Carnet de résidence 4 : Lundi 11 octobre 2010

Hier, Claire profite de la tranquillité de notre dimanche après-midi pour m’interviewer dans le cadre de la recherche qu’elle mène au sein des Correspondances citoyennes en Europe (je rappelle que toutes les propositions de travail des participants aux Correspondances sont disponibles en ligne sur le site : http://www.correspondancescitoyennes.eu). Ses questions portent sur la façon dont je comprends et vis ma contribution à l’expérience et sur le pluri-linguisme inhérent à cette démarche. Une chercheuse qui s’entretient avec un chercheur ! Curieusement, je me remémore difficilement le contenu de cet entretien.
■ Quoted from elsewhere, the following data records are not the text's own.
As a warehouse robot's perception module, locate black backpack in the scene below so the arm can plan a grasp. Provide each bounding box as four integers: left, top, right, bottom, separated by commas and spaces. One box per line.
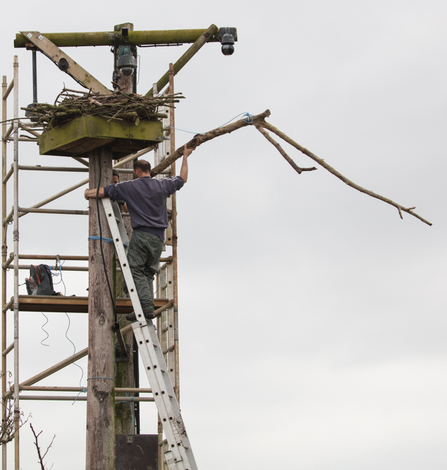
25, 264, 57, 295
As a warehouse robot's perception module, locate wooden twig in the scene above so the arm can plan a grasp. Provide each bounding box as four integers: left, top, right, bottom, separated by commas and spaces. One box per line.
151, 110, 432, 225
255, 123, 316, 174
260, 120, 432, 225
151, 109, 270, 176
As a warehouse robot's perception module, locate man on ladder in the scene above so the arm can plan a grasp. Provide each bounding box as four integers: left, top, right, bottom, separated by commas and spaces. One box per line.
84, 145, 194, 321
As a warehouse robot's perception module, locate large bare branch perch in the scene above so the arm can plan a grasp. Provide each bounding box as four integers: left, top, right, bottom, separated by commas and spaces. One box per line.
259, 121, 432, 225
151, 109, 270, 176
151, 109, 432, 225
255, 123, 316, 174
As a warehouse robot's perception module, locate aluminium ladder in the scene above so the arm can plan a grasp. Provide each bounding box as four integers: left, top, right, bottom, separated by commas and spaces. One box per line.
101, 198, 197, 470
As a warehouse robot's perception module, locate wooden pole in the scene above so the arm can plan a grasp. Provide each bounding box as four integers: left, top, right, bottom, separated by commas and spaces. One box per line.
86, 147, 115, 470
2, 71, 8, 470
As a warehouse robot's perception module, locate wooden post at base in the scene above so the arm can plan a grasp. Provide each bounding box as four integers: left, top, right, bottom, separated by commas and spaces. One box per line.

J’avais la préoccupation de bien faire et de structurer correctement mon propos – sans doute mon côté bon élève qui me revient dès que la situation, symboliquement, se « scolarise« , le terme est malheureux mais il ne m’en vient pas d’autres – car je gardais en tête le travail de transcription de l’enregistrement qui attendait Claire. Mais il est vrai que je n’ai pas pris de notes dans mon Carnet de recherche au moment où ma collègue s’entretenait avec moi ! Non, là, j’aurais eu l’impression de me transformer en Shadoks. Le sociologue qui « sociologue » et qui « sociologue » encore…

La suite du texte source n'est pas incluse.